Take a writer like Nabokov: guilty of florid, ornate, self-referential, beautiful prose. He makes it work. He was the rare type of writer who could wax rhapsodic about the mundane and make it transcendent.
If prose is rife with cliche, inept or trite metaphor, abuse of adverbs, and various other sins of overwriting, then readers will accuse the writer of purple prose. But the core problem is probably triteness.
Definately this.
And even when you look at authors who are particularly lyrical, they still have clean, clear language. Adverbs and adjectives should only be used if they add something unique, or a particular rhythm.
Also, be concrete, rather than abstract. That is at the heart of good "showing".
Adjectives and adverbs works best when they are used with absolute precision yet are a little suprising. Ask yourself "have I heard this description or turn of phrase somewhere else before, or is this new?"
Same withe metaphors and similies. A few very unique ones go a long way. Don't feel like you have to struggle to come up with a lot of them.
Avoiding purple prose doesn't mean dumbing down your language; as a reader I love beautiful, complex prose, and I am not averse to the occasional trip to the dictionary. But those rare words have to be used very precisely, cleverly, and be absolutely necessary.

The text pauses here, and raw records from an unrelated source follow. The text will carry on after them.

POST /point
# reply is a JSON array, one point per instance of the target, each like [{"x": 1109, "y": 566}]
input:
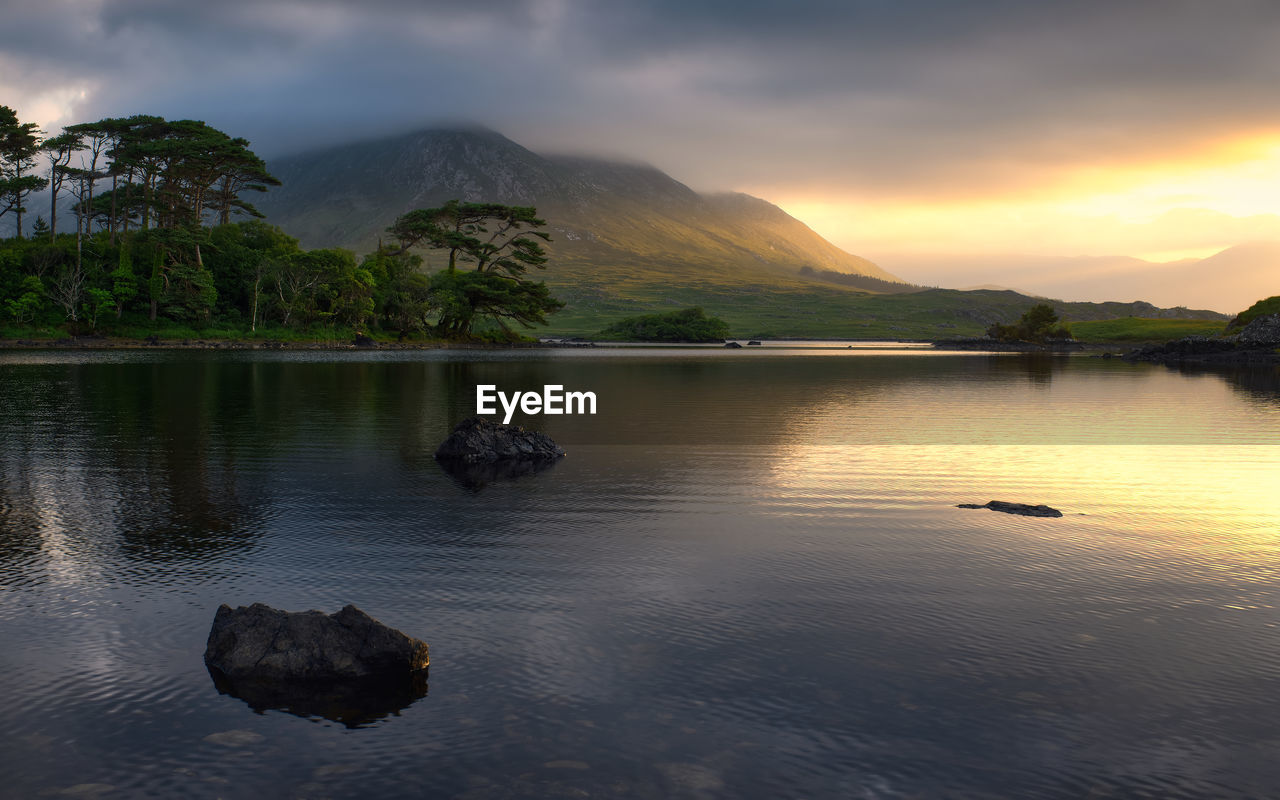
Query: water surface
[{"x": 746, "y": 580}]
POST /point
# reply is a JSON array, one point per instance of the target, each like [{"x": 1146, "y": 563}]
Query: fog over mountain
[{"x": 604, "y": 214}]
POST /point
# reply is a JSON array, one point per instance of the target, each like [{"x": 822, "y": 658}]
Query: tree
[
  {"x": 59, "y": 150},
  {"x": 503, "y": 242},
  {"x": 464, "y": 297},
  {"x": 1038, "y": 324},
  {"x": 462, "y": 229},
  {"x": 19, "y": 144}
]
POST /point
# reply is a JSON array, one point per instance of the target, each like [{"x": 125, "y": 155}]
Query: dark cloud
[{"x": 908, "y": 97}]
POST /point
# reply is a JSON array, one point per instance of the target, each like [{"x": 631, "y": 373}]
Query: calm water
[{"x": 746, "y": 580}]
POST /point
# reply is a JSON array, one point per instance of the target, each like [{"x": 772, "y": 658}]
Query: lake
[{"x": 748, "y": 577}]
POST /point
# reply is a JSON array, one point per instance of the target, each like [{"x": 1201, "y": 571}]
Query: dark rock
[
  {"x": 353, "y": 703},
  {"x": 1205, "y": 350},
  {"x": 987, "y": 343},
  {"x": 1019, "y": 508},
  {"x": 479, "y": 440},
  {"x": 1261, "y": 332},
  {"x": 260, "y": 643},
  {"x": 479, "y": 475}
]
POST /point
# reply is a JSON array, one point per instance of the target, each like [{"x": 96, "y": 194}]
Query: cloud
[{"x": 859, "y": 101}]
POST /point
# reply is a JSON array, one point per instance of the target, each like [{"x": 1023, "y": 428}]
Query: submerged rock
[
  {"x": 261, "y": 643},
  {"x": 1019, "y": 508},
  {"x": 478, "y": 440},
  {"x": 479, "y": 475},
  {"x": 353, "y": 703}
]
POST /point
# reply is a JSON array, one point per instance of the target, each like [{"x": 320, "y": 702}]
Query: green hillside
[{"x": 629, "y": 240}]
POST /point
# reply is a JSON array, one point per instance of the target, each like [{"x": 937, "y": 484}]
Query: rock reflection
[
  {"x": 476, "y": 476},
  {"x": 355, "y": 703}
]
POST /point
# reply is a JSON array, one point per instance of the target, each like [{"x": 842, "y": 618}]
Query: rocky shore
[
  {"x": 94, "y": 342},
  {"x": 986, "y": 343},
  {"x": 1258, "y": 342}
]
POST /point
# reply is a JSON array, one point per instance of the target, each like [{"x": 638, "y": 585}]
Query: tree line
[{"x": 160, "y": 238}]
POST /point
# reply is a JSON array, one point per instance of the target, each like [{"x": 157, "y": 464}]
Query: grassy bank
[{"x": 1138, "y": 329}]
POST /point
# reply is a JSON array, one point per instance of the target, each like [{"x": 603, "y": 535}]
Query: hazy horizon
[{"x": 922, "y": 133}]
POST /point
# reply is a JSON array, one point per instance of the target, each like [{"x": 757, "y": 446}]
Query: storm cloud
[{"x": 906, "y": 99}]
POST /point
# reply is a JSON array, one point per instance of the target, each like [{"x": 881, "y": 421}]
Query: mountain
[
  {"x": 603, "y": 215},
  {"x": 630, "y": 240},
  {"x": 1226, "y": 282}
]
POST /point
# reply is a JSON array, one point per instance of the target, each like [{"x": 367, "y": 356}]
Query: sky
[{"x": 924, "y": 135}]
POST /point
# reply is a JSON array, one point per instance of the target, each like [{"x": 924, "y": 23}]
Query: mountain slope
[
  {"x": 1226, "y": 282},
  {"x": 604, "y": 216},
  {"x": 627, "y": 240}
]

For example, I remember in an early chapter of
Kavalier and Clay, Michael Chabon refers to "all of cathected Prague." That is a brilliant use of a somewhat obscure Freudian term. No other simpler word would do precisely what "cathected' does in that sentence. It also fits because the character his omniscient narrator is talking about is a psychologist, back in the day and age when Freud was a big deal, and it fits the overall themes of the book, about how people deal with their loss and unbearable attatchments through escapism. So the rare word works because it connects with so much in the book, rather than just being an instance of going to the thesaurus for something new.
I would read some authors who write great prose to get a sense of what good lyrical writing sounds like. Don't try to copy, but examine how they use metaphor, simile, and other aspects of language to paint beautiful pictures, and how it differs from trite, purple prose. Some of my favorite books to study for the prose and they way it fits the narrative and the characters are:
- To the Lighthouse by Virgina Woolf (more complex...but not necessarily with big words),
- The Road by Cormac McCarthy (lyrical but sparse),
- The
Earthsea Books by Ursula LeGuin (clean but also lyrical, an especially good example for fantasy prose),
- Little, Big by John Crowley (more ornate, and requires an occasional trip to the dictionary, but a great example of how to do ornate prose and big words well.)
It does also depend on POV and what type of book you are writing. If you are writing from a character POV, your language should more closely match their thought. If you are writing from an omniscient POV you have more freedom, writing in the voice of the narrator, but still want to keep it appropriate to the style of the book and the characters (and your narrator's attitude towards them). You want your prose to "fit" your story, and your genre.
If you write fantasy, Ursula LeGuin's essay "From Elfland to Poughkeepsie" is a must read about prose specifically in fantasy. It was written a few decades ago but is timeless advice.